Today, our multinational group took part in a tour of Chisinau made by the organizers. Time to take funny photos ( as in the flamboyant declamative "Republica Moldova e patria mea" sign, adorned with smiling suns and defiant tricolour flags), look at ( a lot of) socialist-realist architecture in the city center, deconstruct discourses, and see Spanish guys flirting en gros with Polish dziewczyny...
The story is simple: Chisinau was created in 1436. The venerable age ( forgetting probably that at that age Frankfurt or even Kronstadt-Brasov were rather old settlements) appears systematically at every entrance to the city, put in bold letters and colorful symbols. At one point, I asked myself if this was not in fact the postal code of the city or simply the new, second half of the name "Chisinau-1436", like " 2 Mai" or "Talmaciu 2" in Romania. But no, it the year when the little village on the swampy Bac river was first mentions. The way Zoia talked about Chisinau was if this was the eternal capital of Moldova, leaving aside the fact that C. was just a small insignifiant market town until the Russians came in 1812 and made it the provincial capital. No mentions of the real capitals, Suceava or Iasi, now Romanian cities.

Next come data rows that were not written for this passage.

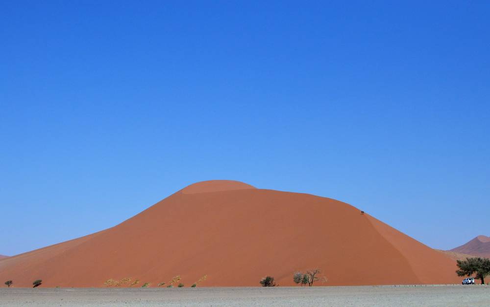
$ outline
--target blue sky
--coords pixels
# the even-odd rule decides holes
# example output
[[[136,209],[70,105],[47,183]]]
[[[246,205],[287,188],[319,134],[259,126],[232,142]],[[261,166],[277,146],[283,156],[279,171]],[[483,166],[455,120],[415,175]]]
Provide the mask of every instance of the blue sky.
[[[0,254],[210,179],[490,235],[490,2],[101,2],[0,4]]]

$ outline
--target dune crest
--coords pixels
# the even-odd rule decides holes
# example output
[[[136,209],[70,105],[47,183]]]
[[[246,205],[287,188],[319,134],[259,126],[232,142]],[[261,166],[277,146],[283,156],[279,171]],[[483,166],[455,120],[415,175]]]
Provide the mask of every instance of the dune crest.
[[[450,251],[490,258],[490,237],[478,236],[462,245],[453,248]]]
[[[258,286],[270,275],[292,286],[295,272],[316,267],[328,278],[318,285],[461,281],[454,260],[350,205],[227,180],[191,185],[113,227],[3,259],[0,280],[139,287],[179,276],[188,286],[206,276],[200,286]]]
[[[235,180],[214,180],[196,182],[182,189],[184,194],[196,194],[222,191],[255,189],[249,184]]]

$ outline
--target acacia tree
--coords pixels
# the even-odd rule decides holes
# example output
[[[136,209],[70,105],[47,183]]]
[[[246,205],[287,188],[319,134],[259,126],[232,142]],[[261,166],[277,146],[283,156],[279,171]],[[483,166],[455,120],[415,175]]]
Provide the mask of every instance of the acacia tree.
[[[471,276],[476,273],[476,278],[482,281],[482,285],[485,285],[485,277],[490,275],[490,259],[475,257],[466,258],[466,260],[457,260],[456,262],[460,268],[456,271],[458,276]]]
[[[313,283],[317,281],[320,280],[323,282],[327,281],[326,277],[324,276],[320,277],[319,276],[320,274],[321,274],[321,271],[318,268],[307,270],[306,273],[296,272],[293,276],[293,280],[295,283],[298,285],[306,285],[307,284],[311,287],[313,285]]]
[[[266,276],[260,280],[260,284],[263,287],[273,287],[275,285],[274,278],[272,276]]]

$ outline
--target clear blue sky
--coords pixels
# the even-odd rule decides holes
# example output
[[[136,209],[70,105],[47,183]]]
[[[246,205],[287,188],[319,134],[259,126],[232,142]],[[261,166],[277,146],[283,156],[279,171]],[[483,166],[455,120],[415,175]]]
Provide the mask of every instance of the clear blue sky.
[[[2,1],[0,254],[210,179],[340,199],[435,248],[490,235],[489,16],[488,1]]]

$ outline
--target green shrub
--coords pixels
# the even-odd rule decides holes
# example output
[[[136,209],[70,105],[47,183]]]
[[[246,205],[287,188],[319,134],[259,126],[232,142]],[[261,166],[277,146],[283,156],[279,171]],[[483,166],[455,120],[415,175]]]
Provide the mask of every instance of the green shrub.
[[[260,284],[263,287],[273,287],[275,285],[274,278],[272,276],[266,276],[260,280]]]

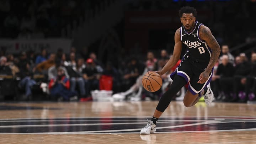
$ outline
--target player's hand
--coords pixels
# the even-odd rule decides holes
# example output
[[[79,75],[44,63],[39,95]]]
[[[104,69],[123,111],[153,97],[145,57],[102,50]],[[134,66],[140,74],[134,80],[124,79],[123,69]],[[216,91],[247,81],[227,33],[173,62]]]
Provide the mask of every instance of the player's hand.
[[[199,80],[197,82],[197,83],[204,84],[206,81],[208,79],[209,76],[209,73],[204,71],[200,74],[199,76]]]

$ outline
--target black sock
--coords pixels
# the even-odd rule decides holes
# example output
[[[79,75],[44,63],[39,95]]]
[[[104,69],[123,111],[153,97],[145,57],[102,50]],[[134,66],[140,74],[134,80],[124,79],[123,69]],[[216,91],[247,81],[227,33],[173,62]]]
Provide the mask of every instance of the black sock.
[[[152,118],[151,118],[151,121],[153,121],[153,123],[155,124],[156,123],[156,121],[158,121],[158,118],[156,118],[156,117],[152,117]]]

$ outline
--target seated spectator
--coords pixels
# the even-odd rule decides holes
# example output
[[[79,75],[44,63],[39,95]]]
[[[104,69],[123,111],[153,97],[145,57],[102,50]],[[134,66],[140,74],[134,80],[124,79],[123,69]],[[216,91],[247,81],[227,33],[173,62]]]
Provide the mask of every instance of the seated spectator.
[[[137,78],[142,73],[142,68],[136,58],[131,58],[124,70],[122,85],[122,91],[127,90],[135,83]]]
[[[113,93],[120,91],[121,84],[120,74],[118,71],[113,66],[110,62],[107,62],[106,66],[102,73],[102,76],[106,75],[111,76],[113,79],[112,89]]]
[[[33,70],[34,71],[37,70],[38,72],[44,74],[47,74],[48,69],[49,68],[55,64],[55,54],[52,53],[50,55],[48,59],[38,64]]]
[[[76,100],[76,94],[69,91],[69,80],[66,77],[64,70],[59,68],[57,77],[52,79],[49,83],[49,88],[51,95],[54,98],[60,101]]]
[[[13,55],[12,54],[9,54],[7,56],[7,62],[8,63],[8,65],[11,70],[12,75],[15,76],[16,74],[20,72],[20,69],[16,65],[17,63],[15,63],[14,62],[15,60]]]
[[[0,57],[0,75],[12,75],[12,71],[5,56]]]
[[[154,53],[151,52],[148,52],[148,60],[146,62],[146,71],[156,71],[158,69],[157,59],[155,58]]]
[[[36,64],[42,63],[47,59],[47,52],[46,49],[43,48],[41,50],[41,54],[37,57],[36,59]]]
[[[86,95],[88,97],[90,95],[91,90],[98,89],[100,76],[92,59],[89,58],[86,62],[86,68],[83,69],[82,73],[85,80]]]
[[[85,68],[85,65],[84,64],[84,59],[78,59],[76,66],[72,68],[73,74],[70,75],[70,90],[75,91],[76,88],[78,86],[80,92],[80,96],[81,98],[85,97],[85,82],[82,74],[83,69]]]
[[[75,66],[76,63],[76,62],[75,53],[72,52],[70,53],[69,56],[70,60],[68,62],[68,63],[65,65],[65,66]]]
[[[168,61],[170,59],[170,57],[168,55],[167,52],[165,49],[162,49],[161,50],[161,57],[159,59],[161,59],[165,61],[165,63],[166,63],[167,62],[165,62],[166,60]]]
[[[61,59],[63,54],[63,49],[61,48],[58,48],[56,53],[56,58],[58,59]]]
[[[216,75],[213,76],[212,79],[217,82],[215,86],[220,91],[221,95],[217,99],[226,101],[230,98],[230,94],[233,88],[233,76],[235,69],[232,64],[229,62],[227,55],[222,56],[222,63],[219,64]]]
[[[96,54],[94,53],[91,53],[90,54],[89,57],[89,58],[91,58],[93,60],[96,65],[96,68],[97,68],[98,71],[102,73],[103,71],[103,69],[102,68],[103,65],[99,60],[97,59]]]
[[[22,56],[22,57],[24,56]],[[24,59],[23,59],[24,60]],[[31,71],[31,65],[27,61],[20,61],[20,73],[18,75],[21,80],[18,84],[20,89],[25,90],[26,100],[31,100],[32,98],[32,87],[36,84],[36,82],[32,78],[33,73]]]
[[[229,62],[232,64],[234,63],[234,58],[233,55],[229,52],[229,49],[228,46],[224,45],[222,47],[222,56],[220,57],[219,63],[221,63],[222,59],[222,55],[226,55],[229,58]]]
[[[61,65],[60,60],[58,59],[56,59],[55,63],[55,64],[50,67],[48,70],[48,79],[50,80],[56,78],[57,76],[57,70],[59,68],[62,68],[64,70],[66,77],[68,79],[69,78],[69,76],[66,68]]]

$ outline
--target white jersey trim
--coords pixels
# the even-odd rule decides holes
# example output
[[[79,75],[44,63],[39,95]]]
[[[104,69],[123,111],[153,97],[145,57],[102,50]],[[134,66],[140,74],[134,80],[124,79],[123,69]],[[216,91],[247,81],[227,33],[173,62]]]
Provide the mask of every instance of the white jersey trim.
[[[186,32],[187,34],[188,34],[188,35],[190,35],[191,33],[193,33],[193,32],[194,32],[194,30],[196,30],[196,26],[197,26],[197,23],[198,23],[198,22],[197,21],[196,23],[196,26],[195,26],[195,28],[194,28],[194,30],[193,30],[193,31],[191,32],[190,33],[187,33],[187,32],[186,32],[186,31],[185,30],[185,28],[184,27],[184,26],[182,26],[183,27],[183,29],[184,30],[185,32]]]
[[[196,94],[199,94],[200,92],[202,91],[204,89],[204,88],[206,86],[206,84],[207,83],[208,81],[209,80],[209,79],[210,78],[210,77],[212,76],[212,75],[213,75],[213,69],[212,69],[212,71],[211,71],[211,74],[210,75],[209,77],[208,78],[208,79],[207,80],[204,82],[204,84],[203,86],[202,87],[202,88],[199,91],[197,91],[196,90],[195,90],[192,87],[192,86],[191,85],[191,84],[190,82],[190,88],[191,88],[192,90],[194,91],[194,92],[196,93]]]

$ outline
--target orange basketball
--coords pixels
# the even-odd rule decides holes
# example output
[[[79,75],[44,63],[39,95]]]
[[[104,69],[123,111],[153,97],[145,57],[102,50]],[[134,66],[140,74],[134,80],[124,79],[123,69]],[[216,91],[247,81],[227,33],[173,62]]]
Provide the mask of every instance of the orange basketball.
[[[162,86],[162,81],[160,75],[154,71],[147,72],[142,78],[142,85],[147,91],[154,92]]]

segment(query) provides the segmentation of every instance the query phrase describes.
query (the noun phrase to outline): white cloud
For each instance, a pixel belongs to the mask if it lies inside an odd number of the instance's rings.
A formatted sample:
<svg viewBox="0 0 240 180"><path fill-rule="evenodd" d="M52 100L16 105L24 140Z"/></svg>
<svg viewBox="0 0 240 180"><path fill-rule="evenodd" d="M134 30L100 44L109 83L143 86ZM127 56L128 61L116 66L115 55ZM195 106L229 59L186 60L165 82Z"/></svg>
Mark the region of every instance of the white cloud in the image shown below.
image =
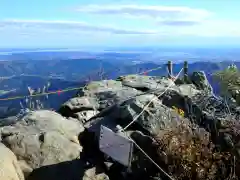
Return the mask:
<svg viewBox="0 0 240 180"><path fill-rule="evenodd" d="M44 32L102 32L111 34L140 35L155 34L155 31L132 30L110 26L97 26L79 21L50 21L50 20L0 20L0 30L14 29L15 31L38 30Z"/></svg>
<svg viewBox="0 0 240 180"><path fill-rule="evenodd" d="M134 18L151 18L163 25L192 25L208 18L204 9L174 6L146 5L87 5L76 8L78 12L101 15L121 15Z"/></svg>

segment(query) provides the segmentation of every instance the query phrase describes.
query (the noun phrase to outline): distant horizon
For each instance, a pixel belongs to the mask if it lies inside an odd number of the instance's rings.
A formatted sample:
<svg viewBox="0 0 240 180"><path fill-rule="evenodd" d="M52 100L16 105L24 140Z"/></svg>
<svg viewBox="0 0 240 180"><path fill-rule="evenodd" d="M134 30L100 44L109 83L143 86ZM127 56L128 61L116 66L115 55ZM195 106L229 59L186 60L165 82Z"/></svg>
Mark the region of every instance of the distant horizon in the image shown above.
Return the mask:
<svg viewBox="0 0 240 180"><path fill-rule="evenodd" d="M0 47L240 46L240 1L7 0Z"/></svg>

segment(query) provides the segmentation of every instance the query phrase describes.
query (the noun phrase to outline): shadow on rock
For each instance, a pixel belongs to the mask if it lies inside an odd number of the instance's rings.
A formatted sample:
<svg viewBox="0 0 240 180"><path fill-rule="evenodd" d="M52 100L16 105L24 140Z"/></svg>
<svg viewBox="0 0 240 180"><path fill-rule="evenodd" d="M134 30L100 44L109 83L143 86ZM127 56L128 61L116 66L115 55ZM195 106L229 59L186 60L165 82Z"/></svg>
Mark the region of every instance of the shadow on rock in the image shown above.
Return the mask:
<svg viewBox="0 0 240 180"><path fill-rule="evenodd" d="M35 169L27 180L81 180L85 168L81 160L66 161Z"/></svg>

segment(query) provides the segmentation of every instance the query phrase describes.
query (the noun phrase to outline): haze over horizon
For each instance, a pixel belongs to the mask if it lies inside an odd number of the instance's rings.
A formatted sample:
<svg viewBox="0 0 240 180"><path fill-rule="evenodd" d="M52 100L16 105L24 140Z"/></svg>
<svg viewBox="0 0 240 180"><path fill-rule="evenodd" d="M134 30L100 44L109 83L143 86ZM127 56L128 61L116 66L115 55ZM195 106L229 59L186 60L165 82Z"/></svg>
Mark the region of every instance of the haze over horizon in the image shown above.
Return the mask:
<svg viewBox="0 0 240 180"><path fill-rule="evenodd" d="M240 2L0 2L0 48L239 47Z"/></svg>

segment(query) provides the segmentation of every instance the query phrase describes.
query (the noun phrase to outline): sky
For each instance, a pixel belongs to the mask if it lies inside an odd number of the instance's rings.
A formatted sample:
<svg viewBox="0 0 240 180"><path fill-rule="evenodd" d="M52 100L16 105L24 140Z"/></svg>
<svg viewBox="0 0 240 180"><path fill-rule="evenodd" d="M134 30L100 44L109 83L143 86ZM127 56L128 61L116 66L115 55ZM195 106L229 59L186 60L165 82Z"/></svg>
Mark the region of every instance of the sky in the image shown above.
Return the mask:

Then, the "Moldovan poets alley", where "Romanian-Moldovan" poets' statues were displayed, dominated by Eminescu. No mentions of the fact that almost all these guys never actually set foot on the territory of the present Republic, but lived in Romania.
The story may go on. The city is full of national symbols that are actually borrowed once from Romanian history. Zoia talked about Stefan cel Mare as the greatest king (?) of Moldova , who made Moldova independent from the Turks ( false: Moldova was never under the Turks until Stefan). She mentioned how Stefan built a church after every victory :" this is how we have so many churches". Whatever... The churches Stefan built are to be found in the Romanian province of Moldavia. Most churches from the Republic are built in the Ukrainian style and date to less than 200 years.
Zoia just presented the history of Moldova the way it is protrayed in official discourse. It is probably the way she has been taught. She is a very nice, smart girl, whose parents came to Moldova from Russia in the 1960s, but she is thinking of getting her master's in Romania. The identity game of who is Moldovan gets more and more fascinating.